# Rubik's 360 in competitions?



## ham10444 (Oct 10, 2009)

Will the new Rubik's 360 be an offical event in WCA competitions? i just wanted to know so if i should go buy one or not. please respond


----------



## Cyrok215 (Oct 10, 2009)

I assume so, It's at the World Championship.


----------



## ham10444 (Oct 10, 2009)

Cyrok215 said:


> Yes, It's at the World Championship.



interesting


----------



## Mike Hughey (Oct 10, 2009)

It's at the world championship, but it's not yet an official event. I would assume that if it is to become one, it will need to be introduced into the official regulations, which will probably happen at the beginning of next year at the usual time.


----------



## Cyrok215 (Oct 10, 2009)

Mike Hughey said:


> It's at the world championship, but it's not yet an official event. I would assume that if it is to become one, it will need to be introduced into the official regulations, which will probably happen at the beginning of next year at the usual time.

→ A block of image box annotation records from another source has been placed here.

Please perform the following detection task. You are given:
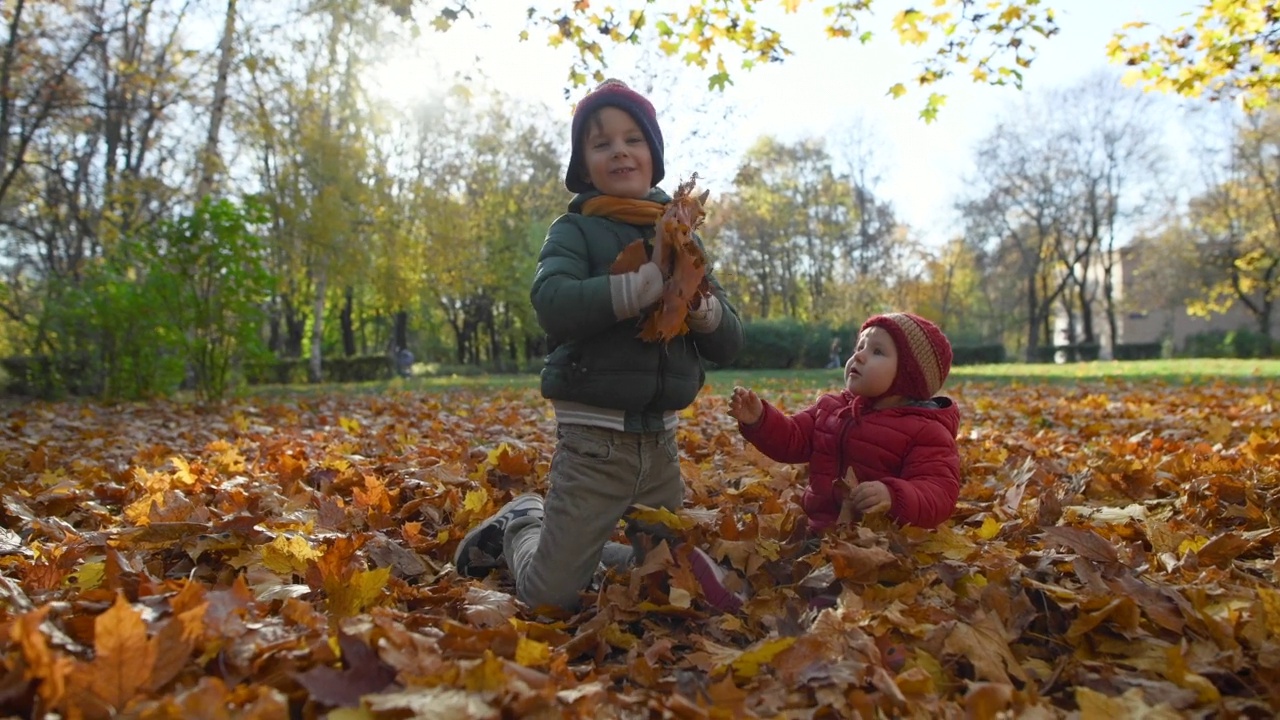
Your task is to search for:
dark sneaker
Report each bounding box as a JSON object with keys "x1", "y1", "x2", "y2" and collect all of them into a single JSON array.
[
  {"x1": 689, "y1": 547, "x2": 746, "y2": 612},
  {"x1": 453, "y1": 495, "x2": 543, "y2": 578}
]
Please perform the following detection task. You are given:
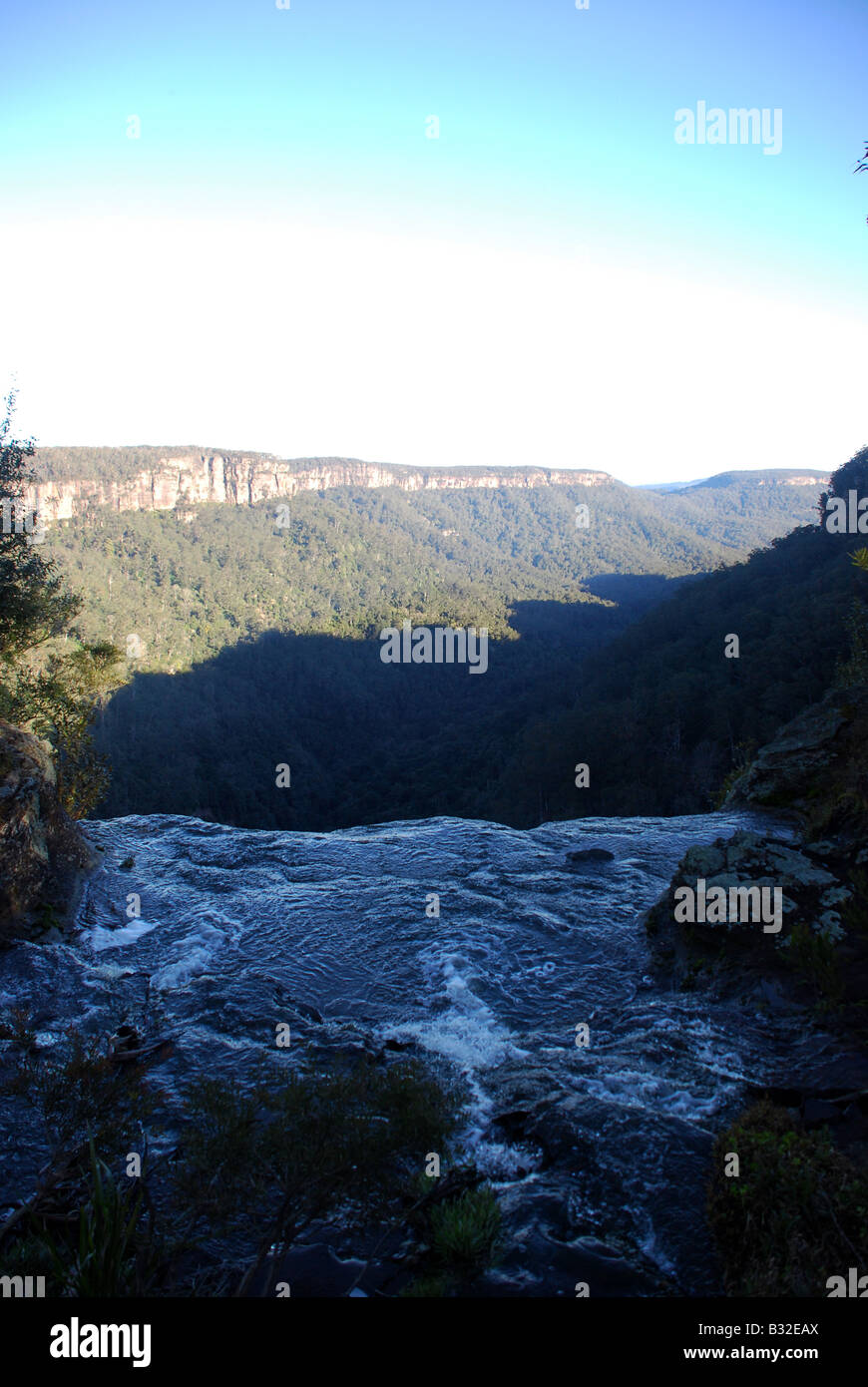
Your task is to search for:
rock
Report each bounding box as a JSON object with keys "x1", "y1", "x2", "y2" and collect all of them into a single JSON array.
[
  {"x1": 0, "y1": 721, "x2": 97, "y2": 940},
  {"x1": 801, "y1": 1099, "x2": 844, "y2": 1132}
]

Oh, I thought it had to be an official event to be at a competition.... My mistake.


----------



## Mike Hughey (Oct 10, 2009)

We're allowed to have non-official events at competitions; it's just that they don't count and won't go in the official database. The Rubik's 360 is a special case - it's being sponsored, so the competition is being partially paid for (and therefore made possible) by adding that event. The same thing is true about the Touch Cube, I think.


----------



## IamWEB (Oct 12, 2009)

I think the 360 would be a very fun addition to the events!
I hope it becomes one, but I'm not sure how many competitors it would have at the average competition.


----------